On the way, there was a little shop/restaurant that we’d stopped at to make sure that there was indeed a bank this far out. She was very nice and helpful and it looked local and cheap so we stopped back to have lunch there. This may well have been the best thing we did in Flores. Although there was a shop front from which the woman sold drinks, she did the cooking in her home kitchen, conveniently located next door. The lunch, in my case a beefy cut of pork full of flavour, came with a bowl of soup (excellent!), home fries, and salad and a Dorado beer for 24 Q or $3. In contrast, the meal at our hostel, which was an admittedly delicious though obviously cheaper skewer of veggies with rice cost 36 and beer an additional 15. The rest of that day was spent relaxing at the hostel and having dinner with a pretty cool doctor from California.

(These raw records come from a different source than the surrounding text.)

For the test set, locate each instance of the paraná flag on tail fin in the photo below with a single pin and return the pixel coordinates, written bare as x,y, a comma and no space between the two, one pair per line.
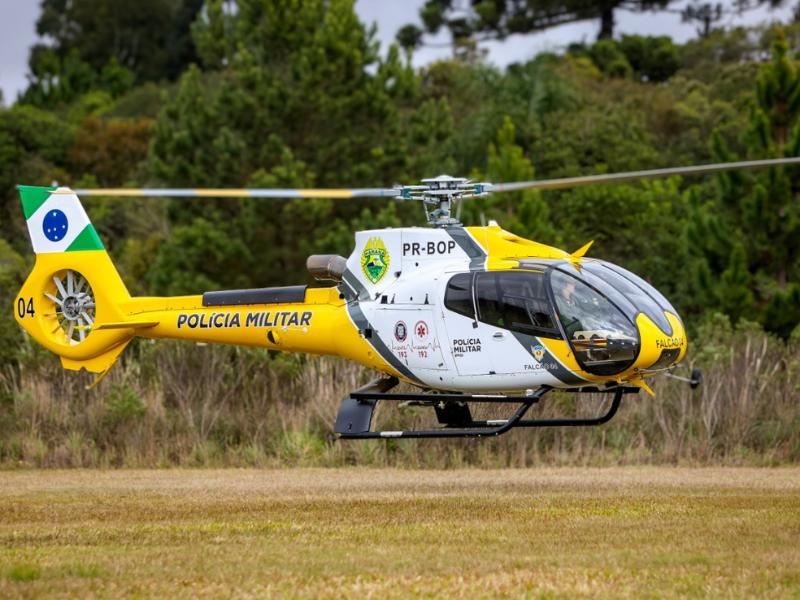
56,220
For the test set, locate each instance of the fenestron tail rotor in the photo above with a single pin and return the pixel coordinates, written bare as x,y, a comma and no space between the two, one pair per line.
72,307
439,192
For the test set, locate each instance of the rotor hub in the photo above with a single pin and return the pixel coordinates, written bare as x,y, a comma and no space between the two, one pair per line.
441,193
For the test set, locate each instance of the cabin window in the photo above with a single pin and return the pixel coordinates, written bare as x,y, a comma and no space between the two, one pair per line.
458,296
515,300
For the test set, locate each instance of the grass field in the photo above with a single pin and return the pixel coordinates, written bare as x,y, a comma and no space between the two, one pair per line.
641,531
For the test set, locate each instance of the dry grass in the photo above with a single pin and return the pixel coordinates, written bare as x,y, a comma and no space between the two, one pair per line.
635,531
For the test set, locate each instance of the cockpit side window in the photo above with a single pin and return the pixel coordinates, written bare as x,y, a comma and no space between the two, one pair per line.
604,339
516,301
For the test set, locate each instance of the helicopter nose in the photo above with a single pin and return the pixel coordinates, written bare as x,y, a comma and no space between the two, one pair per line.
660,349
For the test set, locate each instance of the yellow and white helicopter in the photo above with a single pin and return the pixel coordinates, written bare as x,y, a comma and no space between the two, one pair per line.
467,314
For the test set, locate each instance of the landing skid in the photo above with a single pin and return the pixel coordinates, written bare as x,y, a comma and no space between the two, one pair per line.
354,419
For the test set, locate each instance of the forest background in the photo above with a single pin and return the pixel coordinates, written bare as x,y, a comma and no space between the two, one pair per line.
193,93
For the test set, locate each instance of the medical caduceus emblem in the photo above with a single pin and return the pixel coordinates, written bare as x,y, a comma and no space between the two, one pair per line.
375,260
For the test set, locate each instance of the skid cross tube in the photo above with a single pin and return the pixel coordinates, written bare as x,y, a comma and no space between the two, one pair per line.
355,414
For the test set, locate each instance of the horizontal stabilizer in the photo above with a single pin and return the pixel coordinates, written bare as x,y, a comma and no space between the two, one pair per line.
126,325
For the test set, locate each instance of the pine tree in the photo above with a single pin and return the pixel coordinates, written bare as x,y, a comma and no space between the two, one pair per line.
748,235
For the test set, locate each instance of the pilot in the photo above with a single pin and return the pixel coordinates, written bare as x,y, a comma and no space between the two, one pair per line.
569,306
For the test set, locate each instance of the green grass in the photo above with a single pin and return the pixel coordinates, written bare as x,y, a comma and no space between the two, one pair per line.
631,532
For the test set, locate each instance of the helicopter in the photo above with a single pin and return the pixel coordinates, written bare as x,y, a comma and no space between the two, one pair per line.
463,314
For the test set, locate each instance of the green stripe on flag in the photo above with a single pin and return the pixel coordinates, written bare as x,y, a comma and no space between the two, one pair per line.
86,240
33,197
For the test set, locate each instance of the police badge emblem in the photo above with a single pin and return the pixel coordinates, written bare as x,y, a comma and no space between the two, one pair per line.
375,260
538,352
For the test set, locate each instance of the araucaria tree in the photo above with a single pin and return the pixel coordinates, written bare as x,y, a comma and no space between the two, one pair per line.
747,230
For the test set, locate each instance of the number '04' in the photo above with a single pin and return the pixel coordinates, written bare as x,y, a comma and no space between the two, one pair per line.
25,308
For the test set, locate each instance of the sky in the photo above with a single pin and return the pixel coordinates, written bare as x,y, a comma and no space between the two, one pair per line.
18,33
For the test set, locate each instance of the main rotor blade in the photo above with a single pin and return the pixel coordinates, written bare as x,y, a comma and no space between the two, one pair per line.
570,182
241,193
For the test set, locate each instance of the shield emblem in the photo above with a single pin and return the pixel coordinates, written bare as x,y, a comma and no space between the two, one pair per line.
538,352
375,260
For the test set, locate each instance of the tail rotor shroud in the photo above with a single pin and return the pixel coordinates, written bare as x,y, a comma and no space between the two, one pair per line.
73,307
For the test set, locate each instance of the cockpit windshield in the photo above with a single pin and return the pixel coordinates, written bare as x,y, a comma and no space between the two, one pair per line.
603,337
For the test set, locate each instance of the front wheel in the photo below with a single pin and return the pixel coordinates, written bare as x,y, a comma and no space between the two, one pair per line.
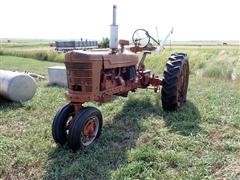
85,129
175,82
61,123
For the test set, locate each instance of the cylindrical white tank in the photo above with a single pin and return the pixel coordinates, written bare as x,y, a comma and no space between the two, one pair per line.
17,86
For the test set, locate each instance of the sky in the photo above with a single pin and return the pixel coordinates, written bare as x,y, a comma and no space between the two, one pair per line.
91,19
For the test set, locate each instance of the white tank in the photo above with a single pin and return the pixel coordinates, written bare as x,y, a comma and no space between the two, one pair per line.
17,86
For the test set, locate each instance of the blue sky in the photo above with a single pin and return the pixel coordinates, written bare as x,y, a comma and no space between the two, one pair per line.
73,19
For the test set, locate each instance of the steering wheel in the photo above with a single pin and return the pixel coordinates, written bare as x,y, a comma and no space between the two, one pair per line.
141,37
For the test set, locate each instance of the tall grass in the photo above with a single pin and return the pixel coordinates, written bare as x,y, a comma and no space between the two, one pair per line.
45,55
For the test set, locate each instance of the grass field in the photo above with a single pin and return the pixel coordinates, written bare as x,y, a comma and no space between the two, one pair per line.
139,140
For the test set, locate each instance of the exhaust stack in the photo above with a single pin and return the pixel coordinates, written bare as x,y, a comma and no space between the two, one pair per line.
114,32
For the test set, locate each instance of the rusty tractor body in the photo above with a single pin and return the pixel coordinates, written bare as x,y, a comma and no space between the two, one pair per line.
97,75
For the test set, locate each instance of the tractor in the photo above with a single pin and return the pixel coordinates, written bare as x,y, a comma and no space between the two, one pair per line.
99,74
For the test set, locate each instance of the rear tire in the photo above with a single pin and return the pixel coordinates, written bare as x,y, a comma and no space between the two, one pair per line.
175,82
61,123
85,129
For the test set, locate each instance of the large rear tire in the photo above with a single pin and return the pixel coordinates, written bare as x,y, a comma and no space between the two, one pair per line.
175,82
85,129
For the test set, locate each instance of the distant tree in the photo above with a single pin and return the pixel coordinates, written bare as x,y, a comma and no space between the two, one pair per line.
104,43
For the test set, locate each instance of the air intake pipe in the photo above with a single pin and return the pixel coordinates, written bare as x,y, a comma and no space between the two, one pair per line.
114,32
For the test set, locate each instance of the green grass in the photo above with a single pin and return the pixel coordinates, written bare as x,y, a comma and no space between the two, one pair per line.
139,140
39,50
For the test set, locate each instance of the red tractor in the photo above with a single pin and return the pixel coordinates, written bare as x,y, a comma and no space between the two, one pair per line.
97,75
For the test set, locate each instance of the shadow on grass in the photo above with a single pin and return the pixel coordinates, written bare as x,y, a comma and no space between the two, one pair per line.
6,104
119,135
185,121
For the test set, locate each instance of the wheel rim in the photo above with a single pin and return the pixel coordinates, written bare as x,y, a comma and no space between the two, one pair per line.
90,130
182,84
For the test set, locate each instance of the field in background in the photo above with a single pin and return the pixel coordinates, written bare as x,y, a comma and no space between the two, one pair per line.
139,140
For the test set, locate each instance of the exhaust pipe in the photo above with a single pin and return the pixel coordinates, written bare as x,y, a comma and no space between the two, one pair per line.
114,32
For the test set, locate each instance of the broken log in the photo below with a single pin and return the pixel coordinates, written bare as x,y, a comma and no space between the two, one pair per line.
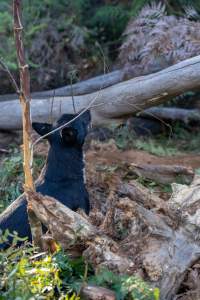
166,252
74,232
114,102
163,174
91,292
81,88
172,114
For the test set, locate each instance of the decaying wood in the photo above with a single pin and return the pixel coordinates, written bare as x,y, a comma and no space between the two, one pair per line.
74,232
166,251
114,102
25,99
81,88
163,174
137,192
172,114
91,292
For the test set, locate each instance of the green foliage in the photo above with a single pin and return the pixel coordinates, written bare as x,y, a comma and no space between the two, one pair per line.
181,140
126,287
26,274
155,147
11,174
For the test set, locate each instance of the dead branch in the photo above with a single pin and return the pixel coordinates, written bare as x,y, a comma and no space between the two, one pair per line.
25,99
114,102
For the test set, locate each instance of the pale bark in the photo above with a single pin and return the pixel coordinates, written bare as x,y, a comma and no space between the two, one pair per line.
172,114
163,174
114,102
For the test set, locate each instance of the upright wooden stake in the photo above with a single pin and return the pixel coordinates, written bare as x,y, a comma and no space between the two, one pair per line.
25,99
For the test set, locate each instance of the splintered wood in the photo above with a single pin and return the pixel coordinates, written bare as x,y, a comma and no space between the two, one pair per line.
143,238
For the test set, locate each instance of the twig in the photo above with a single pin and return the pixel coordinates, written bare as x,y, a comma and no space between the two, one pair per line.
25,99
10,76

We had to take the 7 AM bus to Tikal the next morning (60 Q) which is the Angkor Wat of the Mayan world, and so to prepare, Phil and I watched Apocalypto then crashed. I should mention that this movie, though completely ignorant of the timeline of history, and a project of Mel Gibson’s, far exceeded my expectations and further was great preparation for Tikal if only to stimulate our imaginations about the lives that had been led around the temples.

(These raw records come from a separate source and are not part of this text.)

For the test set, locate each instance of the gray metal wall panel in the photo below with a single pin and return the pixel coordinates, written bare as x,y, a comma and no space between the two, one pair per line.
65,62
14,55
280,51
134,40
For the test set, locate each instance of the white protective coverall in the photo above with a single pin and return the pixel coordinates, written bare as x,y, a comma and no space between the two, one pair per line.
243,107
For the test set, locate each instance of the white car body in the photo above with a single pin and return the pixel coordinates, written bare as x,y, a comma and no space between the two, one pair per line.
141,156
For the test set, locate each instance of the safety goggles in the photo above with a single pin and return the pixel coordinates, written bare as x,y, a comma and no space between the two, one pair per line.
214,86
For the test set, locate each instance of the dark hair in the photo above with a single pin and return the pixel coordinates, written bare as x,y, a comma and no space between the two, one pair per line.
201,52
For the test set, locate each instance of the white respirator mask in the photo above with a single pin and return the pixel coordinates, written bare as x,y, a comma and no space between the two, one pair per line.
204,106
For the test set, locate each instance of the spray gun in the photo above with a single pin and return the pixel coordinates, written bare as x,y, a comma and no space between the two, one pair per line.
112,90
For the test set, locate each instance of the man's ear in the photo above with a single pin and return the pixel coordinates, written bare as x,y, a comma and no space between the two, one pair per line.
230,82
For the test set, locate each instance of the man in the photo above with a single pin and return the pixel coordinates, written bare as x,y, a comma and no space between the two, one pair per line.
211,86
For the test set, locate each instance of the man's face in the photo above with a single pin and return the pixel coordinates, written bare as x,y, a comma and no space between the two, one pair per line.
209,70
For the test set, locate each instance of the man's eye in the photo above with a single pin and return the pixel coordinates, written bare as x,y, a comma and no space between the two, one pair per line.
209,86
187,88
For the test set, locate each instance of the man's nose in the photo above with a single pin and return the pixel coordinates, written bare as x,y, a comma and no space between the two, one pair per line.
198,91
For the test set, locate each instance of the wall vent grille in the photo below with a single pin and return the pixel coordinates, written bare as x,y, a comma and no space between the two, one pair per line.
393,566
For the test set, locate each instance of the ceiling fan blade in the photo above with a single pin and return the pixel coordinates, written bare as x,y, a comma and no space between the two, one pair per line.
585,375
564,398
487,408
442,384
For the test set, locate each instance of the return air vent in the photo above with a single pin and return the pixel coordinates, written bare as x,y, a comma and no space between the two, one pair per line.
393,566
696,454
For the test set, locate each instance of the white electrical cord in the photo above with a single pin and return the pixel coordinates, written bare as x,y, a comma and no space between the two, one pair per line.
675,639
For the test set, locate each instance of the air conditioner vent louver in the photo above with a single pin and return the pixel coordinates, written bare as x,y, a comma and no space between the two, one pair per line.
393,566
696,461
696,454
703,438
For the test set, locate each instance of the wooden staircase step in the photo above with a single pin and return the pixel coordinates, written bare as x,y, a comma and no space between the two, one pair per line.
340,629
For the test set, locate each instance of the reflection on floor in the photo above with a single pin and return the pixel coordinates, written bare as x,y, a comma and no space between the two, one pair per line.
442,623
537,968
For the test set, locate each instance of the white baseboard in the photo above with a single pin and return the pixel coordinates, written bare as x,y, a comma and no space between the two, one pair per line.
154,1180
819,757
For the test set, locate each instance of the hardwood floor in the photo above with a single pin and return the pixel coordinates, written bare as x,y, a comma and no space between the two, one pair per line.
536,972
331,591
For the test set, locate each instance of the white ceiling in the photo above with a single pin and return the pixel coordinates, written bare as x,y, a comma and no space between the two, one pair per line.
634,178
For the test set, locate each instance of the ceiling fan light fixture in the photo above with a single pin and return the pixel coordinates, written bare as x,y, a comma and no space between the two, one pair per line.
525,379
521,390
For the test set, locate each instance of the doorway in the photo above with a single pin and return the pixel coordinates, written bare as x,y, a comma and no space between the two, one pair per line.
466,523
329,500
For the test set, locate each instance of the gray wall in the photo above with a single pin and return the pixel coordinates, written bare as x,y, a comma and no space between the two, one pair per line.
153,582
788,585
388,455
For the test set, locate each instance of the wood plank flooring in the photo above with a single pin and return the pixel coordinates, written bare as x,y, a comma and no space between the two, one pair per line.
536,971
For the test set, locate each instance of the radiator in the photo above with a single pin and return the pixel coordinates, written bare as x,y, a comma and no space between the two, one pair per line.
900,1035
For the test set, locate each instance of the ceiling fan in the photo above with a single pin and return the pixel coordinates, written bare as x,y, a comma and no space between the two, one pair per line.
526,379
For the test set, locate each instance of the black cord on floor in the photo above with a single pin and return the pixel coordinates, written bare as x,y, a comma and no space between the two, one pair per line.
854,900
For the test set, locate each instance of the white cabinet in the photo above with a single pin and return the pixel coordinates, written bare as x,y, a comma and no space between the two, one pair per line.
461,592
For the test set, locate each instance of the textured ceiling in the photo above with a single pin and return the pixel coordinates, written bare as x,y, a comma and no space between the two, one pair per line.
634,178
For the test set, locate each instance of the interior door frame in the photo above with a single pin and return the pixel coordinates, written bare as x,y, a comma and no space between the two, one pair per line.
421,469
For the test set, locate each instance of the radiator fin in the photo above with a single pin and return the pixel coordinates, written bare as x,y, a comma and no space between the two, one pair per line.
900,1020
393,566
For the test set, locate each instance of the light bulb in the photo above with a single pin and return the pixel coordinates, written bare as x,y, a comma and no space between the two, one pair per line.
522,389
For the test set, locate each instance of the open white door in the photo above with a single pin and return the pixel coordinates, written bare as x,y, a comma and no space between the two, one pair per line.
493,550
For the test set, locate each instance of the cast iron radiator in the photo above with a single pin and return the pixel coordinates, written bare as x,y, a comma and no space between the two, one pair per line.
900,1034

The ruins cost 150 (about $20) to enter unless you are Guatemalan, but you can’t be here and not see Tikal. Yes, it’s part of the “checklist” but it’s also an amazing site and worth every cent even considering that you have to wake early and pay an additional 60 for the hour long ride to get there. Tikal, like Angkor Wat, isn’t one temple or pyramid but a collection of many complexes spread throughout a very large area with large tracts of jungle between them. This is why everybody tries to go early, usually for sunrise: it’s not about getting a great sunrise photo, it’s about the wildlife living all around the area. But it’s pretty much inevitable that you’ll spot something whenever you go though, even if it’s just birds. The first bus back is at 12:30 which would’ve meant more time than we really wanted to spend there going at 5. 7:00 was perfect though 6:00 would’ve been acceptable since we did miss the northern “Q” complex in favour of sitting on top of Temple 5 for a long time. But I digress. I’ve wanted to see Tikal ever since I saw it in A New Hope which is nerdy but true. And it was great. We did see plenty of wildlife, especially some little anteater type creatures with long snouts. The temples were massive and impressive, and it wasn’t hard to imagine a population of 250,000 Mayans spread among these complexes (and presumably far beyond). I feel like I’m giving it short shrift here but I’m not sure what I can add aside from that it was excellent.

We got the bus to drop us off at that same restaurant for lunch on the way back (really good again) then spent the afternoon strolling around Flores. It’s a pretty nice place and they’re putting some serious effort into making it cleaner. We sat and had a mojito on the waterfront where they were putting in cobblestone and burying power lines, for example. Around sunset we watched some locals playing basketball (a serious game with two refs and a scorekeeper) in the park at the top of the town, had a quesadilla and booked a minibus to our next stop, Coban, for 90 Q including a taxi ride to the bus station at 5:30 AM. This was the best deal we could find (and 60 Q cheaper than the hostel was charging) and took some serious negotiating so your mileage may vary. From there, we would take another bus to Semuc Champey, a place that a friend from back home, Megan, had insisted we visit. South, mis amigos, south we go.